Fue una exclamación ahogada, la respuesta que ella le proporcionó al marcharse. Fue el vértigo de la emoción de contemplar una nueva vida ante sus ojos, se dijo, aunque al momento sintiera el amargo sabor que te proporciona una piadosa mentira hacia uno mismo.
Intentó distraerse con esas apabullantes preguntas que rondaban por su cabeza, pero no podía negar esa, el origen de todas esas dudas que le abrumaban ¿por qué sentía que no pertenecía a esa realidad?
Turbada, se sumergió en el helado lago que adornaba la pradera. Todavía el agua no se había calentado. Estaba a finales de abril, pero haría cualquier cosa humanamente posible para volverse a sentir de ese mundo.
Los golpes por parte de la sinceridad provocan unas heridas en el alma que tan solo logran cicatrizar con dolor y tiempo.
Helada, volvió a abrir los ojos. El agua de la ducha estaba congelada, salió tiritando de frío y se miró al espejo, un deformado reflejo le devolvió el llanto. Se había acostumbrado tanto a soñar despierta, que en cualquier oportuno momento repetía las escenas de los tantísimos libros que había devorado.
Después de vestirse despacio, coger varias cosas y cerrar con llave la puerta de su casa, se dirigió hacia la feria del libro que se celebraba en su ciudad con motivo de conmemorar el día de San Jordi. Al encontrarse en el lugar, sacó de su bolsillo un papel donde tenía apuntado todos los títulos de las novelas que deseaba comprarse.
Fue al primer puesto, y rebuscó, hasta toparse con una portada negra con una gran insignia que contenía un pájaro dorado.
— ¿Los juegos del hambre? ¿Qué tienes, doce años? — preguntó una voz burlona tras ella. Al girarse, pudo verle, con una sonrisa descarada en la cara, aquel individuo que irónicamente llevaba unos cuantos cómics en las manos.

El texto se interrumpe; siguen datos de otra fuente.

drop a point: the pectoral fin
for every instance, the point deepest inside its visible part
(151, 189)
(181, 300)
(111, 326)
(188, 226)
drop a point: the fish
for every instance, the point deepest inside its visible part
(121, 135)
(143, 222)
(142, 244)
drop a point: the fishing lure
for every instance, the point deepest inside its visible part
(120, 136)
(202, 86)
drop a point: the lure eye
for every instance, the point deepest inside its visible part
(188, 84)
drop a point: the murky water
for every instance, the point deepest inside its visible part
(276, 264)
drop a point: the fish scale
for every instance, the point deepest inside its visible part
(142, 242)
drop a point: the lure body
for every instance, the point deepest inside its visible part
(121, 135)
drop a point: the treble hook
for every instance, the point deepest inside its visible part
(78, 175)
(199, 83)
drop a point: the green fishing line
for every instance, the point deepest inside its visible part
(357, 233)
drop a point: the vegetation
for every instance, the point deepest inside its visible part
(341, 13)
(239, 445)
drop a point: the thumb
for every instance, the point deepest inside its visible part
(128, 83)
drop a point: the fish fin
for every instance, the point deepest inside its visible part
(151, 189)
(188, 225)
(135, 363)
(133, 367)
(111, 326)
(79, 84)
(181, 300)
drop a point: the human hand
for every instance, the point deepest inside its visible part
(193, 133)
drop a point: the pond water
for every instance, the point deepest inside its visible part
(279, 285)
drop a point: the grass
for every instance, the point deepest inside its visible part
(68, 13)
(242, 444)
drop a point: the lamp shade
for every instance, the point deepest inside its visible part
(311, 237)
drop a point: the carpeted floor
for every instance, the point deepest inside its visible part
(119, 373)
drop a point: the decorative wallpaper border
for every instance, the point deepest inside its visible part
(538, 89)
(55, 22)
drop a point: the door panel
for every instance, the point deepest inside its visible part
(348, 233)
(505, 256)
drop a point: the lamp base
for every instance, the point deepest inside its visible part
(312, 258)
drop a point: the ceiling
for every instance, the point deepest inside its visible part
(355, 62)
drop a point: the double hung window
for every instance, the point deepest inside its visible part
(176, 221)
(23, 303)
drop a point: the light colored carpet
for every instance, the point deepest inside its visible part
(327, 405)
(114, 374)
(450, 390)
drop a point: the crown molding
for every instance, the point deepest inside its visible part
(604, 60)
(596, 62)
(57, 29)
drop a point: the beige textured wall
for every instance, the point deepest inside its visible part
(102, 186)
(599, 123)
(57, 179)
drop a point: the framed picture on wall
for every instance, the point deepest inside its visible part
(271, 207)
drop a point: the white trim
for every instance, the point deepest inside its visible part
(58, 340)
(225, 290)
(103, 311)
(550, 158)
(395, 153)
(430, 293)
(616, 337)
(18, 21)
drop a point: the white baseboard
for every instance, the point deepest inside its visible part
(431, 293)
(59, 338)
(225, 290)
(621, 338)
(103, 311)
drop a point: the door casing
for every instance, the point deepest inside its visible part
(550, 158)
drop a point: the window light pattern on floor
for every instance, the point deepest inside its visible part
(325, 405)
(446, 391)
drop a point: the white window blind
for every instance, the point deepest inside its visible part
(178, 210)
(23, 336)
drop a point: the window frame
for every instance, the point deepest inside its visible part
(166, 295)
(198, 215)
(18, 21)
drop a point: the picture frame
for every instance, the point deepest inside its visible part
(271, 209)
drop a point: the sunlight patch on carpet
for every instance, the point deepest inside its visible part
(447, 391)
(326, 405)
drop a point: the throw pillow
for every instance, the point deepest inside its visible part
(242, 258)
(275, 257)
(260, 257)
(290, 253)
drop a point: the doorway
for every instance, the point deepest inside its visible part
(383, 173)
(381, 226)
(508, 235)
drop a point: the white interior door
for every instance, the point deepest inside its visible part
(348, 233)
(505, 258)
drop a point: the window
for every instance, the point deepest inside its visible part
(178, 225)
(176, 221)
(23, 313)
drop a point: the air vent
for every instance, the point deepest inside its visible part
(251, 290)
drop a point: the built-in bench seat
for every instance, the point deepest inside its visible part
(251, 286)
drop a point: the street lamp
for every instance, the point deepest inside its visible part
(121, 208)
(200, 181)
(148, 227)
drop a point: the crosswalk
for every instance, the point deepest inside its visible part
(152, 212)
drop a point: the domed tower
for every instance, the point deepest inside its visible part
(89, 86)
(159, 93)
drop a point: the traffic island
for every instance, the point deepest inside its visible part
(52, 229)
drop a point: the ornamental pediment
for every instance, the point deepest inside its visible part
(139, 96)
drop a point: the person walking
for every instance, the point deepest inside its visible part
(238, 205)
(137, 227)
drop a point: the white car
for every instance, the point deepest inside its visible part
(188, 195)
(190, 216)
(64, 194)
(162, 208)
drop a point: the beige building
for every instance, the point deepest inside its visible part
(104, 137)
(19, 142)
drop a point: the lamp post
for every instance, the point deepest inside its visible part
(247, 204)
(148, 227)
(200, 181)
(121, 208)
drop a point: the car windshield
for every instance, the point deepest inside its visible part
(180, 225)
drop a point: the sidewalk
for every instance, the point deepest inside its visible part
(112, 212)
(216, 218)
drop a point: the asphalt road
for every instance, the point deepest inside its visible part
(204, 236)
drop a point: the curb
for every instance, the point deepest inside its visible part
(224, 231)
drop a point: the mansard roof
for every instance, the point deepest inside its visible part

— Lo dice el que no tiene ni un solo libro en la mano – dijo sarcásticamente.
Él le respondió con una sonora risa. No supo si era el momento, si era que se encontraba terriblemente deprimida o puede que fuera que aquel sujeto le ponía de los nervios, pero pensó que, por una vez, la realidad superaba a la ficción en el momento en que ella le propuso ir a tomar un café y él aceptó.
Minerva Miñán
Una historia en Sant Jordi
Estaba emocionada, su día preferido del año, un día dedicado a la belleza del arte de escribir, del amor, de regalar arte… Aparte, lo iba a pasar con una de las personas más importantes para ella en ese momento. Mientras caminaba, sentía que el corazón se le iba a salir por la boca y no dejaba de preguntarse a sí misma si a aquel exigente chico le gustaría el libro. Había escogido uno no muy extenso, ya que sabía que la lectura no era una de las pasiones de su amante. No obstante, había pasado una hora en una librería hojeando y comparando libros para escoger el adecuado hasta que dio con el definitivo. Era una novela corta, apenas tenía ciento cincuenta páginas. Dicha novela contaba la historia de unos hombres que se dedicaban a resolver crímenes en Londres.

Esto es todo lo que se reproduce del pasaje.